Indigenous People’s Day is approaching, offering an extra incentive to learn how the land we call home was colonized. As one state Senator showed during a candidate forum in 2024, many Idahoans could use the education.
Republican incumbent Sen. Dan Foreman reportedly yelled at Trish Carter-Goodheart, a Native American candidate for the state House of Representatives, to “go back where she came from” after she insisted that racism exists in Idaho. While Foreman’s outburst at Carter-Goodheart happened in North Idaho, the incident shines a light on how a denial of history and genocide has been allowed to thrive — not just in remote small towns, but throughout our state.
Who is Indigenous to the Treasure Valley?
Today, the peoples indigenous to the Boise valley are known as the Burns Paiute of Oregon, the Confederated Tribes of Warm Springs of Oregon, the Fort McDermitt Paiute and Shoshone of Nevada, the Shoshone-Paiute Tribe of Idaho and Nevada, and the Shoshone-Bannock of Idaho.

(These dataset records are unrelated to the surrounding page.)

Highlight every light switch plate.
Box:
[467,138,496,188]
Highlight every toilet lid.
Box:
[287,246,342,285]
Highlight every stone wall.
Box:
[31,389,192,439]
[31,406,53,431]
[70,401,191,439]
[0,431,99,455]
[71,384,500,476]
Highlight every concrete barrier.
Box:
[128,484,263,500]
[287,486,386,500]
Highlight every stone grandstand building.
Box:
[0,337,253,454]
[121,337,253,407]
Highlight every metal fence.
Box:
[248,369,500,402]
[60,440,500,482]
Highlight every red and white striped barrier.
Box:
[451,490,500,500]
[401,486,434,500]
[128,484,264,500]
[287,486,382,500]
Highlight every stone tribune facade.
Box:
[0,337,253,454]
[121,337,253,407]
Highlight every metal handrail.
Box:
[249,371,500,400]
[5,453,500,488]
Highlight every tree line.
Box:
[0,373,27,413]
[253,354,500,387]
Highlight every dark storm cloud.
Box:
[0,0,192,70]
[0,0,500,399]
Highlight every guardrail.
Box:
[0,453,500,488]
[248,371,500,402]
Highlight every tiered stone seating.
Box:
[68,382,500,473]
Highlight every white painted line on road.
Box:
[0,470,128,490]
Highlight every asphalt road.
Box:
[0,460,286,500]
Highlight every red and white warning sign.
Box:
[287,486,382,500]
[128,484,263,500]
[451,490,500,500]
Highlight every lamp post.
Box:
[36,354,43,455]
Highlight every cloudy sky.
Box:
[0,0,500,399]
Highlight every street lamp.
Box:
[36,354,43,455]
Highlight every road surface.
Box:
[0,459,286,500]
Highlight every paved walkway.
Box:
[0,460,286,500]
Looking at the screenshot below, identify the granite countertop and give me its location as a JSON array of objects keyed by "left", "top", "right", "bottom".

While non-Native Americans often call themselves “native,” it’s important to note that white Idahoans can claim at most a handful of generations who’ve lived here. People in the tribes listed above, however, have lived here for dozens of generations, and have a completely different relationship to the land.
First Settlements & Treaties
Miners found gold in the Boise Basin in 1862, and within a year, Fort Boise was built, on the present-day grounds of the Veterans Affairs Hospital. The original Fort Boise was built where Parma is today by the Hudson’s Bay Company in 1834 and was abandoned in 1854.
In 1863, Caleb Lyon — the territorial governor of Idaho — helped draft the Treaty of Fort Boise for the Shoshone people in the Boise valley to sign. The treaty ceded a majority of their ancestral land in the valley, but reserved a share of fisheries and tracts of land 30 miles on either side of the Boise River for the Shoshone.
However, Congress never ratified the treaty, meaning it has no legal standing and making the Treasure Valley unceded land. The Shoshone Nation argues that they still have a claim to it, because legally, they never gave it up.
Forced Removal & Genocide
By 1869, tensions had built between white settlers and the Indigenous tribes of the area. A reservation for the Shoshone-Bannock people had been established in eastern Idaho, the current-day Fort Hall Reservation.
The U.S. Army sent cavalry forces to the Boise valley, and forcibly removed families and forced them to march east. They reported no accidents, or casualties — but every surviving Indigenous record indicates that dozens of people either died in the icy conditions or were killed by the military.
The Shoshone-Paiute Tribes of the Duck Valley Reservation in Owyhee County allied with Bannock people in a war against the U.S. military, and were forced either onto the current-day Duck Valley Reservation, or into a prisoner of war camp in Yakima, Washington.
Recent History at a Sacred Site
In 1990, the Boise Zoning and Planning Commission was planning a development on Eagle Rock, which settlers called Castle Rock. This land — in the Boise foothills near the Old Penitentiary — was a sacred area, with numerous burial sites.
Shoshone-Bannock Tribes, still maintaining an ancestral connection to the land, wrote to the commission in opposition to the development, saying that after such a dark history of violence, “Now, you wish to build on the graves of our ancestors … Leave our people at peace in their own land.”
After the tribes spoke out and were joined by the East End Neighborhood Association in defending the land against development, the project was stopped. The Castle Rock Reserve was also renamed the Chief Eagle Eye Reserve in honor of a Shoshone leader whose people lived near Weiser.
In 2017, then-Boise Mayor David Bieter declared June 8 to be Return of the Boise Valley People Day. Annually, members of the five nations and tribes that originally inhabited the valley gather to honor their ancestors and reconnect to the land they were removed from.